The Taliban are threatening the lives and limbs of anyone who might be brave enough to venture out to the polls. And insurgents have set up checkpoints on the roads to the voting locations. Voting today is risky business.
This is the same Afghanistan that George W. Bush had set out to "liberate". With the Taliban wielding so much power again today, things there are scarcely better now than they were before we invaded that country after 9/11.
Back when Bush invaded Afghanistan, I thought it was a reasonably justified war. After all, Osama bin Laden was supposedly living there, as a sheltered guest of the Taliban. Of course we had to get the guy who was responsible for the deadliest disaster to date on U.S. soil!
The problem is that we didn't.
Sure, we took the Taliban out of power. But only for a little while.
Meantime, we got to the point where we had Osama cornered at Tora Bora. Good stuff. There he is! Reel him in, dead or alive!
The problem is that we didn't.
We let him get away.
Because we took our eye off the ball. In fact, we moved a few courts over and started a whole new ball game. Because George W. Bush had an itchy trigger finger and an eye on Iraq, which had absolutely nothing to do with 9/11. ("Oil, that is. Black gold. Texas tea.")
So Afghanistan dropped out of the headlines, while a sexier quagmire in Iraq occupied the media and the rest of Washington.

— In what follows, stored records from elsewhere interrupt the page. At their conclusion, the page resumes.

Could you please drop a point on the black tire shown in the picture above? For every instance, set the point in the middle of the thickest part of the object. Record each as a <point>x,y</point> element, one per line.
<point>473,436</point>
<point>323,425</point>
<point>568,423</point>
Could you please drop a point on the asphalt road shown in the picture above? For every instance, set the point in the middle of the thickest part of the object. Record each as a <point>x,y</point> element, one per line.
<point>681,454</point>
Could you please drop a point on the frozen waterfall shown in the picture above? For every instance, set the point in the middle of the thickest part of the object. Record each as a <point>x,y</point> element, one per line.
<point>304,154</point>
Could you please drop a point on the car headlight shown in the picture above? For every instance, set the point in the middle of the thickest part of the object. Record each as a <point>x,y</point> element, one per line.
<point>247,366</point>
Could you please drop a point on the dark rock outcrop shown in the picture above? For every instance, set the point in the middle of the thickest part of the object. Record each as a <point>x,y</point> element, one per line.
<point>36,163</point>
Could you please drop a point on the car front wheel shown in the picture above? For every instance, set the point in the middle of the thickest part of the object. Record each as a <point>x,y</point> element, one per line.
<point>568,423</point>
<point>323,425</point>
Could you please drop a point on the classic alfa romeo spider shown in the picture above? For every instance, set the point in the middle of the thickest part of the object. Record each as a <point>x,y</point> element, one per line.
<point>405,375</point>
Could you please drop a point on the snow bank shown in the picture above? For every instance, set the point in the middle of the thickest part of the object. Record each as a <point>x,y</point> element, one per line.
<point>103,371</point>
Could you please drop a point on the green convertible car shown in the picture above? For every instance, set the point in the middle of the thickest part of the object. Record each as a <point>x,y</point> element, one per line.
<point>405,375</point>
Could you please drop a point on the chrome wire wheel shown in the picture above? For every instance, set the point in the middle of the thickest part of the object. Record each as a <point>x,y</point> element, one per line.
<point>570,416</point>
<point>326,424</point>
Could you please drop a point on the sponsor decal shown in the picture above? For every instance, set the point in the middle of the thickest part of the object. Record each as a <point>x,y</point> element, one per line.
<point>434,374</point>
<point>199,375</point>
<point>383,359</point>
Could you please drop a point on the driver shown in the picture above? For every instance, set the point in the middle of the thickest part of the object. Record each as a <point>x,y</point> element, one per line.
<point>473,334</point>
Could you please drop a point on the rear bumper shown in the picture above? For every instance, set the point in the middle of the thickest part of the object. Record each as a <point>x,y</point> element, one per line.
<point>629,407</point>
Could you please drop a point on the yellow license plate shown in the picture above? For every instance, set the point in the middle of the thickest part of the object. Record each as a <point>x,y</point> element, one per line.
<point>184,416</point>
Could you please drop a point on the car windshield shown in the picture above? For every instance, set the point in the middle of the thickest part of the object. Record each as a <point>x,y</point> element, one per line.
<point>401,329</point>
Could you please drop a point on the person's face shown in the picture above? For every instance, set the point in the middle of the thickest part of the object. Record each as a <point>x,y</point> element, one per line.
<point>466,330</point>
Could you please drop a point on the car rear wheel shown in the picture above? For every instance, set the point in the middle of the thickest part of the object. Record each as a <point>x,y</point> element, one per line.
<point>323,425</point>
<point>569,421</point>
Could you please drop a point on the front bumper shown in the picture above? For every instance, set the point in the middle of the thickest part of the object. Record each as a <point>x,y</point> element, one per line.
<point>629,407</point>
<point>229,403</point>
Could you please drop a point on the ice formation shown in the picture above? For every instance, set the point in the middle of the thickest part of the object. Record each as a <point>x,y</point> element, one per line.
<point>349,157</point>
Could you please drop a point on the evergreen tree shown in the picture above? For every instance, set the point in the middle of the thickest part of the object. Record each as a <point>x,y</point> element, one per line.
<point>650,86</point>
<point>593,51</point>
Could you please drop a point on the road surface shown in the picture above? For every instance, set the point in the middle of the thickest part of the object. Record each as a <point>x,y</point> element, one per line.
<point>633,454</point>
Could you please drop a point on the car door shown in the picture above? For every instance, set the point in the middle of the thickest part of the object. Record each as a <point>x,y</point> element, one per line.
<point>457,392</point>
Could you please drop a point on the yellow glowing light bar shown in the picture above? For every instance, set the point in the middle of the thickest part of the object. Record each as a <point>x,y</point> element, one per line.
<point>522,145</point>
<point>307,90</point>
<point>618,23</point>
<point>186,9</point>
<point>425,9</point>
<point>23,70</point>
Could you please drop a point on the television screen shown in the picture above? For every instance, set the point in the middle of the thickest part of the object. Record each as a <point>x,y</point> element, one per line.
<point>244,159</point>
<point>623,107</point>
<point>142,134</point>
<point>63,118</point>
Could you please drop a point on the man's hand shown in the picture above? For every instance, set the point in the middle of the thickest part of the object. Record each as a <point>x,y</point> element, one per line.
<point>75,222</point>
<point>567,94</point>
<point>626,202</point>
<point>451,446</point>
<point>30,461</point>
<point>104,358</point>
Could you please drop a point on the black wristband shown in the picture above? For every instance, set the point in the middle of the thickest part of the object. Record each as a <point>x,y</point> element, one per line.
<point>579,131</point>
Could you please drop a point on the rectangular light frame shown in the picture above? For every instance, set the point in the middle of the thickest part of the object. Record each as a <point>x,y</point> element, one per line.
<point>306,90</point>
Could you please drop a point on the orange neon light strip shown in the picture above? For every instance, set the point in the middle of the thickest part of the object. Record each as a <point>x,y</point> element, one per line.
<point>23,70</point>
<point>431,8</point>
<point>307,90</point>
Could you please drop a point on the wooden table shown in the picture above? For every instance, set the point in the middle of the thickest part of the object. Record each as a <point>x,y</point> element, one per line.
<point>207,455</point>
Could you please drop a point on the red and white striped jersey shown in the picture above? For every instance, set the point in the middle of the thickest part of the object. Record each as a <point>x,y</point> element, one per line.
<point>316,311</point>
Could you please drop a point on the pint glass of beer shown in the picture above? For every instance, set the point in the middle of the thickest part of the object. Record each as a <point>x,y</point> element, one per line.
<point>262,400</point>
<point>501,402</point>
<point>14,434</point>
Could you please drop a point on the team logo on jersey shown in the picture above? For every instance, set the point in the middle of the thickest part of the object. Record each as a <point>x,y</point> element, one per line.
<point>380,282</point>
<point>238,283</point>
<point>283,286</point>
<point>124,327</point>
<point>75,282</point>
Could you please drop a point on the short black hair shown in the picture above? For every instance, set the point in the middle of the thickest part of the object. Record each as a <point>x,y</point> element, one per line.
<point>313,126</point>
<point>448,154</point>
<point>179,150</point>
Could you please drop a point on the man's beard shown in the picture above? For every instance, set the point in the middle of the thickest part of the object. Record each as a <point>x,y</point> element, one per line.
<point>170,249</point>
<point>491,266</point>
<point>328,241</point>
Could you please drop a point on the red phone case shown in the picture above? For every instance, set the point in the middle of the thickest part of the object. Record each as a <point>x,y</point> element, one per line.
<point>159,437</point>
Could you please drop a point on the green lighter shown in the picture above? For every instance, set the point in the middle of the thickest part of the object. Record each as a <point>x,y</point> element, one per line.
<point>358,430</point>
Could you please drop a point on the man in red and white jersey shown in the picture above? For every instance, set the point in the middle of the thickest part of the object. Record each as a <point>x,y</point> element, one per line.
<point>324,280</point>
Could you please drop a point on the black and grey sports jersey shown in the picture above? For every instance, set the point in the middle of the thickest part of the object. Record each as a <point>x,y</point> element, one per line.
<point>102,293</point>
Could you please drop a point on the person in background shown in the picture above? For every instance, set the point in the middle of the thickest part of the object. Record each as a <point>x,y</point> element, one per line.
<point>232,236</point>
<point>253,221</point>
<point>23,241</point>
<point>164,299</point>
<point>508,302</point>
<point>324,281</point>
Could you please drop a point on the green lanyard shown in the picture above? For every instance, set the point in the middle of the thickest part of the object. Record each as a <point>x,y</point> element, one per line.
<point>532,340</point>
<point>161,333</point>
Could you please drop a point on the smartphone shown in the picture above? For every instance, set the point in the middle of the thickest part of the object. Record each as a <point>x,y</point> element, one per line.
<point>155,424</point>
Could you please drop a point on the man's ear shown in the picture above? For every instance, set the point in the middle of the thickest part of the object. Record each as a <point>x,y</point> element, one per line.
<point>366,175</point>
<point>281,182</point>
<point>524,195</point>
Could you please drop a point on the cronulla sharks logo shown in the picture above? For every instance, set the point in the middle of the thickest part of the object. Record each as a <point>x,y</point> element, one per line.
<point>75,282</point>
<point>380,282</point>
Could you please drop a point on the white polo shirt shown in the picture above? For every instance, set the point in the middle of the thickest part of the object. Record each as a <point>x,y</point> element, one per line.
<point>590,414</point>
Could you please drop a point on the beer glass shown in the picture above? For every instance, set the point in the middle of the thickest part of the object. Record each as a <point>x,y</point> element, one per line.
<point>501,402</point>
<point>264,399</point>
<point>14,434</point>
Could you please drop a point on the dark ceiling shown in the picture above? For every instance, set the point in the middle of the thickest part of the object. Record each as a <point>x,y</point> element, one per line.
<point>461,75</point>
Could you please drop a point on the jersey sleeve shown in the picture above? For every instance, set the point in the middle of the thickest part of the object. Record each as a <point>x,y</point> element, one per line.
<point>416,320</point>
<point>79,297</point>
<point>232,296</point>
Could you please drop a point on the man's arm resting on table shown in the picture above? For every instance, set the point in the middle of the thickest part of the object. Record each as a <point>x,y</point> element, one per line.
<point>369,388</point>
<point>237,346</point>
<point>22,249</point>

And so the Taliban regrouped. NGOs and other relief workers fled Afghanistan. Osama bin Laden remains at large. Afghanistan is now the greatest illicit opium producer in the world because farmers there have no other reliable source of revenue. And the prospect of true democracy in that country seems less likely than ever.
So I cannot help but think that throwing more U.S. troops at the situation now will only lead to more senseless American deaths, because it's like putting a Band-Aid on a cancer. It's too little, too late.
Better to cut our losses and let the international community clean up the mess that we created. It's too late to save face.
But, of course, I'm outranked where this sort of thing is concerned.
Way to go, George W. This is your legacy. (Well, one of them.)